Can you increase the value? And it is also a roadmap. It is something that we are starting to implement internally in Microsoft, and the value that we are seeing is something that we want to also to export and expose to everyone. threat modeling, really in a modern way is possible, and the recommendation is to stay tuned, to get in touch. There is the reference here about my blog where I have put some articles about those ideas and I continue to put new information. So that’s it from my side. I hope you enjoyed this presentation on threat modeling vNext.
There are different tools that are out of there, some commercial tools also that may be adopted in this way. I will say that no free tool right now, unfortunately, is filling this need, and when I talk about the commercial tool, I talk about non-Microsoft tools. So this is not, I will say, some of the advertising for us. There are hopefully news that will help to cover using free tools for this in the future, but it’s too early. So the only thing that I can tell you is to keep looking at my blog, where definitely news on these will be published.

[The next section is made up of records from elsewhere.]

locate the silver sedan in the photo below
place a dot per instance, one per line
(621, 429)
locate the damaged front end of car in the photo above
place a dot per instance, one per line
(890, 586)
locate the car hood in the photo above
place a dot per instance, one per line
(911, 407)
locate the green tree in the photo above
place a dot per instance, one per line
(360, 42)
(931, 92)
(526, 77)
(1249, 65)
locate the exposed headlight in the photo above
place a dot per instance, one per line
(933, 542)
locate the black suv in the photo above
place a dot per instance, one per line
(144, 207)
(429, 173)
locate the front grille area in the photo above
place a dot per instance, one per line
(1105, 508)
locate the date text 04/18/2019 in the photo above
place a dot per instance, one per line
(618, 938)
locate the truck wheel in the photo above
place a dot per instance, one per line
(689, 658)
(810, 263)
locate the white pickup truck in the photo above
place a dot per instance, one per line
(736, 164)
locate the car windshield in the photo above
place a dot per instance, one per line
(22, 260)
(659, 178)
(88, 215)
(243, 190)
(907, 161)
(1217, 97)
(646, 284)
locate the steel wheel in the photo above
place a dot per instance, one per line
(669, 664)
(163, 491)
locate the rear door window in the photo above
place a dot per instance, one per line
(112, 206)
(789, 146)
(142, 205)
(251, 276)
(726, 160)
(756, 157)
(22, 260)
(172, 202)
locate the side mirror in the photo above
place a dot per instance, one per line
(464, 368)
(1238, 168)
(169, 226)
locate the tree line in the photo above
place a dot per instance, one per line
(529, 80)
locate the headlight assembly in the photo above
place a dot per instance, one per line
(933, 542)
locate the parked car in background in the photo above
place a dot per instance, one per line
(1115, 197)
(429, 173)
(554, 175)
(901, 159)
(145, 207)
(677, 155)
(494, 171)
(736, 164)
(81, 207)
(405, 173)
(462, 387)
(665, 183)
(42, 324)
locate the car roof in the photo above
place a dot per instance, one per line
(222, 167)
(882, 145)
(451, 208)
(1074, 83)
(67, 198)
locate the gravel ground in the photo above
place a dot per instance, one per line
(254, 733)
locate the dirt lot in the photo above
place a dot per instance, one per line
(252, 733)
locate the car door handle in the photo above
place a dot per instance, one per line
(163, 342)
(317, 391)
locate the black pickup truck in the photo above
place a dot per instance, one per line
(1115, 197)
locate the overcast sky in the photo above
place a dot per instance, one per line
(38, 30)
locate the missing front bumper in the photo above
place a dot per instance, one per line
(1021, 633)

By creating a basic set of high quality reference templates, a knowledge basis that will help it to identify the common risks in a way that will be easily adoptable, usable in the threat model. This could provide the first result. By the way, by doing this, you also are teaching to people about the potential risks. This is how I learned to do threat modeling. So this is definitely the first way to go. Another way to go is to perform reviews. Definitely, this is also something that we have seen done. Tools may help also in doing some validation about the complexity quality of the threat models that are done, but yeah, I think those approaches will be the best.
There are parts like the integration with Azure DevOps which are in the process of being realized, and also we are going in the direction of integrating very advanced topics, like risk management, exception management in particular as part of the risk management to extend the reach to people that are more business oriented, and also quantitative risk assessment is another very important concept that needs to be included in threat modeling, and this is something where we are working, but it’s already something that we internally are using for all of our engagements, and some product groups have adopted this approach.